Canfield wins on Beck’s walk-off double


By Ron Clements

sports@vindy.com

INDIANAPOLIS

The general rule of thumb for a batter with a 3-0 count is to take the next pitch. But when Brayden Beck saw a fastball down the middle of the plate, he swung and he connected.

Beck’s RBI double in the bottom of the seventh inning on Monday scored Seth Velker to give the Canfield Cardinals a 3-2 walk-off victory over Warren County South of Kentucky in the third game of the Little League Great Lakes Regional pool play at Stokely Field.

“A 3-0 pitch, I was hoping he was going to take it,” Canfield manager George Beck said of his son. “He was like, ‘Hey Dad, nobody gave me the take sign.’

“He saw a fastball that he liked and he hit it hard. It got by the center fielder and Seth has good wheels. I knew once it got by the center fielder, we had a chance to get Seth to the plate and get the run.”

Velker never hesitated coming around second when he saw the ball roll to the fence and his coach was sending him all the way.

“I was always going to go home,” said the diminutive first baseman, who went 4 for 4. “Any way I was going to go home. I didn’t have any doubt in my mind.”

Velker said the walk-off win was exciting, especially after having to wait through a long rain delay.

“Just to wait that long was so stupid,” Velker said of the two-and-a-half-hour suspension, during which the teams played bingo in the cafeteria. Only Jimmy Maass won a game of bingo for Canfield, but Brayden Beck and Velker came through for the win that mattered.

“I have the utmost confidence in him,” Beck said of Velker. “He just does a spectacular job.

“He’s really been hitting the ball well. That kid has a lot of heart and his motor goes a mile a minute. He loves the game and works hard for it.”

Canfield played like the Cardiac Cardinals on its way to an Ohio state Little League championship and Monday’s game was no different.

“Let me put it to you this way, we have a cardiologist on staff,” Beck joked. “I don’t know why these kids keep doing this to me, but they’ve been doing that all year. I’m getting too old for it.”

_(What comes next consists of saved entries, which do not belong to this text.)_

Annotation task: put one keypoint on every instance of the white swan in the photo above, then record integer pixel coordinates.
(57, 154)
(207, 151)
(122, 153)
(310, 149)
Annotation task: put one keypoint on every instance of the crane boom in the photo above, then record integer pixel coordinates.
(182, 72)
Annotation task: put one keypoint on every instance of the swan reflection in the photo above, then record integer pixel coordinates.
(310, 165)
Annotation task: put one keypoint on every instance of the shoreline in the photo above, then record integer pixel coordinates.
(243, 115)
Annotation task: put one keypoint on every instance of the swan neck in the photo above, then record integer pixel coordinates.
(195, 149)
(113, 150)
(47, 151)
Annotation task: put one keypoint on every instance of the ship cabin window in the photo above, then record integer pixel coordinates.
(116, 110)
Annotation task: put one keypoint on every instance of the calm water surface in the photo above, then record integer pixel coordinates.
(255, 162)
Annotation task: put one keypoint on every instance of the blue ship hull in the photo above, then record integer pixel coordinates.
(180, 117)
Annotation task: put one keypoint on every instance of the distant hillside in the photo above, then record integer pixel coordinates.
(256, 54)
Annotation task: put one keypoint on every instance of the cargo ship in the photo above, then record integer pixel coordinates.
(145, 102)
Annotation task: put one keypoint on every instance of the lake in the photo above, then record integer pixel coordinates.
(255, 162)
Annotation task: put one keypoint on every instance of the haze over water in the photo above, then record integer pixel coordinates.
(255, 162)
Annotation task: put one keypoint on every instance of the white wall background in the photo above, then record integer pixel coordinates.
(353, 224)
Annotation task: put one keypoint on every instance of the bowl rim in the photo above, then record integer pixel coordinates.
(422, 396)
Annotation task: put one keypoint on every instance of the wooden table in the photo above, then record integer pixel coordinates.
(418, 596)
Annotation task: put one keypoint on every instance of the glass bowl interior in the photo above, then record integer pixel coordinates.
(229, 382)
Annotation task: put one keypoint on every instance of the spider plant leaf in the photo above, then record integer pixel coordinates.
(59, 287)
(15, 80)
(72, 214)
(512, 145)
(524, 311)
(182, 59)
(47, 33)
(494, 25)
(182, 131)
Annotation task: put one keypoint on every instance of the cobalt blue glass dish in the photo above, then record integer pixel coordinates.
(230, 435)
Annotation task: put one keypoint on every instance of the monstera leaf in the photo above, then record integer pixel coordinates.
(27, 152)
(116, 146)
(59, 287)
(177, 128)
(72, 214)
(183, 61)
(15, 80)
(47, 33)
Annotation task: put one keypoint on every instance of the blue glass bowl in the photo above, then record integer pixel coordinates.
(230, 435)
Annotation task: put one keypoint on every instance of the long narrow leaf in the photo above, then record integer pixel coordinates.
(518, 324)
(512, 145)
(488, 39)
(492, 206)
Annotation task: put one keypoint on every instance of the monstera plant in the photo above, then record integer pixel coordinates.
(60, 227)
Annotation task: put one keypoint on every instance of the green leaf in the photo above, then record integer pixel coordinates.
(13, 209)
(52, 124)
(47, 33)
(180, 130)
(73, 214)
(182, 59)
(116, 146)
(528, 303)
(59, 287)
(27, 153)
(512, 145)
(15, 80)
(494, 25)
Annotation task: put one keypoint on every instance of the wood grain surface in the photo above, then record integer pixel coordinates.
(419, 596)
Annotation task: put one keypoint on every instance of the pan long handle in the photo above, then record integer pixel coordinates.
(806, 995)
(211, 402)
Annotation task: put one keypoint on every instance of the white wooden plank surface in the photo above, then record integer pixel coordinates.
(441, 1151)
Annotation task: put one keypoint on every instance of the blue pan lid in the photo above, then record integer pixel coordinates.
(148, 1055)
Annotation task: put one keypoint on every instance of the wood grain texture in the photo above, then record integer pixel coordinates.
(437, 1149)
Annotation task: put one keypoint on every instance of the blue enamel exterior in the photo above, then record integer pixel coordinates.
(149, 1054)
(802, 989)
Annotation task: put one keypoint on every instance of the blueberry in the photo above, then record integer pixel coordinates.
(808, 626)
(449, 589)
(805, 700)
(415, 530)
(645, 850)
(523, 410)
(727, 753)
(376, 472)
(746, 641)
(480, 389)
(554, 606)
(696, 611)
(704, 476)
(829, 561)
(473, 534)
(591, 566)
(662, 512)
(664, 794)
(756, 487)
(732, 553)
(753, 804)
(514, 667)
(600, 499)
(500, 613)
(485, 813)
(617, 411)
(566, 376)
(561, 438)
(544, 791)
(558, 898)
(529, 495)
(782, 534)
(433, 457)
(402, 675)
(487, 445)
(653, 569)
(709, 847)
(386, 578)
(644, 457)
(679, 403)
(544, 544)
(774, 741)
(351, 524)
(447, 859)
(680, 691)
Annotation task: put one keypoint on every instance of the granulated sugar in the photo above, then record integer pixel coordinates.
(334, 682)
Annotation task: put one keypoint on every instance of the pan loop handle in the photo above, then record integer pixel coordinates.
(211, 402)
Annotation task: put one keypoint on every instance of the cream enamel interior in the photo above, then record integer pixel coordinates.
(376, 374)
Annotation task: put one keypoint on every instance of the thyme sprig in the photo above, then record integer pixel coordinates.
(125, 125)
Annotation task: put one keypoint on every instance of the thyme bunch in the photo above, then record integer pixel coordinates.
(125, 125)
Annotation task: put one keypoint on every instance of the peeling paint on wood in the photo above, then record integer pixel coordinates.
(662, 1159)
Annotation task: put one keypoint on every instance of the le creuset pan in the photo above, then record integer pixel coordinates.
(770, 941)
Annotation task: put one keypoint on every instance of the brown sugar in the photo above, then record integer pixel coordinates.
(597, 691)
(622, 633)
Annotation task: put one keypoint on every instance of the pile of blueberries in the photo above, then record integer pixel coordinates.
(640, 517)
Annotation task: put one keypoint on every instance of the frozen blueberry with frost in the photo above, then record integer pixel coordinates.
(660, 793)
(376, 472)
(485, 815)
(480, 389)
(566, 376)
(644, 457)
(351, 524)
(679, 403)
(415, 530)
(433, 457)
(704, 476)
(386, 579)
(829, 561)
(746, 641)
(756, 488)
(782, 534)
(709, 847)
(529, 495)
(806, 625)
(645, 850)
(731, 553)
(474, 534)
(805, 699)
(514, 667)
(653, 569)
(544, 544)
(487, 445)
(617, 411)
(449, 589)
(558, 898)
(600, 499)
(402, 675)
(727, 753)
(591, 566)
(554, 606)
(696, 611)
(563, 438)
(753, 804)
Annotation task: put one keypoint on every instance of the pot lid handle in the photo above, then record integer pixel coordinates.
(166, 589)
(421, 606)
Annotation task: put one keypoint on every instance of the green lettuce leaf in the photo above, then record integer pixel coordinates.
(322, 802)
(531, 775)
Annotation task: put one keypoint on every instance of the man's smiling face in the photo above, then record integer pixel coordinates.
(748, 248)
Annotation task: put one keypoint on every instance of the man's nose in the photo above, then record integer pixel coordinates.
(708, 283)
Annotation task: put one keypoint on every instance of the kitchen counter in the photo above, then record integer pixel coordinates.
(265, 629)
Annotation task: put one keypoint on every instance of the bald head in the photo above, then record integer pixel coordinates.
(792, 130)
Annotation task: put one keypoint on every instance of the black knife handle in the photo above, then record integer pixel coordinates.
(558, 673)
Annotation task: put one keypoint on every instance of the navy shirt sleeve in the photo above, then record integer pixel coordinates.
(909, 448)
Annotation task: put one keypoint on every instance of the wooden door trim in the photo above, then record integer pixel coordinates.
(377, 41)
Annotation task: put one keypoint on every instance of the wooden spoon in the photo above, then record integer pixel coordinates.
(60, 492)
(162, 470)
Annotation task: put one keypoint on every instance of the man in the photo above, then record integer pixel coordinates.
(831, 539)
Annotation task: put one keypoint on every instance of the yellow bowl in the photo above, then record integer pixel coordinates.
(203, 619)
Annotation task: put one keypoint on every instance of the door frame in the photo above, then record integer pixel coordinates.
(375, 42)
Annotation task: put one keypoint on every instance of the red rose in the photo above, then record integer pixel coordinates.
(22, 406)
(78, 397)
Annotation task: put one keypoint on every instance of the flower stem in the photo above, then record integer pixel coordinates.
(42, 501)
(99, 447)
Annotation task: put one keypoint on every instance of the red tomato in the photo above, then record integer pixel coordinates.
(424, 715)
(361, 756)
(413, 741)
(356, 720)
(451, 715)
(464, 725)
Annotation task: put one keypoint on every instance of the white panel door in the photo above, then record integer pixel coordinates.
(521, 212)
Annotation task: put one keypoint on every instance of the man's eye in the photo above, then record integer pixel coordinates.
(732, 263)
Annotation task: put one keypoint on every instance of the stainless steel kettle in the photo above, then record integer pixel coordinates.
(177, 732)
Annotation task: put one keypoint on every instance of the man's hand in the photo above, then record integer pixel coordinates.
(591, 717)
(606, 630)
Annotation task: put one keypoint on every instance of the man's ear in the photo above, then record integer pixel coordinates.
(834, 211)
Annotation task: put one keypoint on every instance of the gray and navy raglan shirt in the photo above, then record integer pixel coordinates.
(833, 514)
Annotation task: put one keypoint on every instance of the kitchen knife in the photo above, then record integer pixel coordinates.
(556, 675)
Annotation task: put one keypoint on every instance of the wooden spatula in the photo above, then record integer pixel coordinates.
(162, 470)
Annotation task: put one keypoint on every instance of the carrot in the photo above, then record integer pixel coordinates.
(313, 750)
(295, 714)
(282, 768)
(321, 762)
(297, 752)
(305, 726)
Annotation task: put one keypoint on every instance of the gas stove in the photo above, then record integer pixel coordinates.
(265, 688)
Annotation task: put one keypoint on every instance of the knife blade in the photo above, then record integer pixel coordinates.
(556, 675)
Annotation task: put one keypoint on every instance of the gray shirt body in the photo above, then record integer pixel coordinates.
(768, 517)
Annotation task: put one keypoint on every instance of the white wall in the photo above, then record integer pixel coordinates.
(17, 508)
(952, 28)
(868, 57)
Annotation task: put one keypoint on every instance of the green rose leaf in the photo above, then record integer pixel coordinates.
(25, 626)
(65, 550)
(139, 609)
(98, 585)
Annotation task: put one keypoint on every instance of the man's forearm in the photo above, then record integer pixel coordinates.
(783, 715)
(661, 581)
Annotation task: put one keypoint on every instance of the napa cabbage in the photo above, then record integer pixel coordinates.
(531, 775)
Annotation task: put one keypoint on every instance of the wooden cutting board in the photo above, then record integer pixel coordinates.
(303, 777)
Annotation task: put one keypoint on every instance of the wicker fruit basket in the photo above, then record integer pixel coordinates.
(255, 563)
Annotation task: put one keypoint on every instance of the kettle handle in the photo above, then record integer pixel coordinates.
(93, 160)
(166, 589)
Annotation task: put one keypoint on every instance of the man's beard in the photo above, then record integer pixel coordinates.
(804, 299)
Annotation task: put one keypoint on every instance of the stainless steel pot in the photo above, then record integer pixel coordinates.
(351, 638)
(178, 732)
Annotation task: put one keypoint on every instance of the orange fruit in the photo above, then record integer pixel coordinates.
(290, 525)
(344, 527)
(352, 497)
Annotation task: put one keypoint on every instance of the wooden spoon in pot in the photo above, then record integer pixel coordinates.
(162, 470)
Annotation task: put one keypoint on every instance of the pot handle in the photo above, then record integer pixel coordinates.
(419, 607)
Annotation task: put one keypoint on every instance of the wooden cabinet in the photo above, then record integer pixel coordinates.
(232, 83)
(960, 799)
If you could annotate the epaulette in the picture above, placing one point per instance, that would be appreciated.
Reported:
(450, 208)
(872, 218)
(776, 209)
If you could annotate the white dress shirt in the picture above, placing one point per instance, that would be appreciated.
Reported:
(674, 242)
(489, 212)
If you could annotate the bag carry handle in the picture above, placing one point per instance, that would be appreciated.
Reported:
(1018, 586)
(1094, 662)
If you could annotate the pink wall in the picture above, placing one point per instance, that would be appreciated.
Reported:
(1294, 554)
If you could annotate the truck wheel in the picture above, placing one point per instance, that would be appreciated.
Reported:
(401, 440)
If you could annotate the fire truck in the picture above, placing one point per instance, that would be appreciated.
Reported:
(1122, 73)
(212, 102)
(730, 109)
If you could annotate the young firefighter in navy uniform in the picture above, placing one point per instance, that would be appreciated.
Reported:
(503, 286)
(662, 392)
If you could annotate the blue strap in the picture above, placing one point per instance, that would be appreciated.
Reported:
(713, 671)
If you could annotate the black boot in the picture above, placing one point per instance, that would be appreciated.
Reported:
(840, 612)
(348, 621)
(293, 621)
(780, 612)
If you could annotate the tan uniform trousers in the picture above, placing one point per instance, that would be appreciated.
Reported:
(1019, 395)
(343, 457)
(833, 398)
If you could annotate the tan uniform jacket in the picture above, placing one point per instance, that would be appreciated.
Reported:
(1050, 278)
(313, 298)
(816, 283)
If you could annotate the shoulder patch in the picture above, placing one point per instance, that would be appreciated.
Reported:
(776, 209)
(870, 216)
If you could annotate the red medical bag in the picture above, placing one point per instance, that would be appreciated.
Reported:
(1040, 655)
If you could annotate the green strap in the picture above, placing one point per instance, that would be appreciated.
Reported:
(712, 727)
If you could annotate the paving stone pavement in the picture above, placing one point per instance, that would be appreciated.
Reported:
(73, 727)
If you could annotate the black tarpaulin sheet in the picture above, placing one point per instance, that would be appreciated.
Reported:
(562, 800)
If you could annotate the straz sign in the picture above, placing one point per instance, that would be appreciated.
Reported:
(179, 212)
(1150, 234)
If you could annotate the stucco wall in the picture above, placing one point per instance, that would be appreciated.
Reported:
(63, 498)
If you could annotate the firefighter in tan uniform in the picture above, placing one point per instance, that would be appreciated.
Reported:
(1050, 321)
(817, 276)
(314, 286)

In what was essentially an elimination game, both teams had to sit through the weather delay as thunderstorms interrupted the game in the third inning.

Kentucky is winless through three games, but could’ve pulled even with Canfield (2-1) with a victory.

Canfield outhit Kentucky 10-4 and had runners in scoring position in each of the first four innings. The Cardinals were unable to push a run across the plate until the fourth when Brandon Mikos led off with a solo homer to left.

Canfield pitcher Evan Skripac, who threw two innings of relief in Sunday’s 8-1 victory over Michigan, was dominant again on Monday. But his first walk of the game with two outs in the third cost him.

Evan McNaughton drew a base on balls and was replaced on the base paths by Gage Holman, who led off the game with an infield single. Holman tried to steal second, but Cole Morell’s throw to second was kicked into left field by Holman as he slid into second. Holman got up and came all the way around to score the game’s first run.

Skripac did not walk another batter until the sixth inning while tossing 6 2/3 innings before reaching his pitch limit.

“Evan is here to throw and he has been nothing but stellar,” Beck said. “This is the best I’ve seen him throw all year.”

The Cardinals got to hard-throwing Kentucky pitcher Mac Ausbrooks in the bottom of the first. Velker hustled his way into a double on a short blooper that glanced off the glove of Kentucky center fielder Charlie Key. Ethan Fletcher followed with a double to left that gave the Cardinals runners at second and third with one out. But Brayden Beck’s line drive toward right was snagged by Kentucky second baseman Adam Burns, who then tossed to shortstop Owen Logsdon to double-up Fletcher at second. Brayden Beck returned the favor to open the second with a diving catch in short left-center to rob Lance Upright of a base hit.

McCoy Watkins led off the bottom of the second with a double to center that short-hopped the center field fence. Canfield was unable to push a run across the plate as Watkins was stranded at third.

Before the game was halted, the Cardinals had two runners aboard. When it resumed Ausbrooks walked Brayden Beck to load the bases. But just as Burns stole a hit away from Beck in the first, he did the same to Watkins in the third to keep the Cardinals scoreless.

“He made two great plays,” George Beck said of Burns. “That’s a testament to him and to them. They worked just as hard as we did to get here.”

Ausbrooks doubled the Kentucky lead with a solo homer to lead off the top of the fourth. But Mikos cut the lead in half with the first homer of the 11-year-old’s career. Walt Sweeney followed the Mikos homer with a seeing-eye single to right that got past Burns. Sweeney scored two batters later to tie the game on a Kentucky error that put Richie Hofus on first.

Canfield will wrap up pool play tonight at 7 against undefeated Jackie Robinson West from Chicago.

“We’re in a good position right now,” Beck said of advancing to Wednesday’s semifinals. “We’ve got a very good Illinois team that we’re going to play. But we’ll come out and battle again. These kids never cease to amaze us.”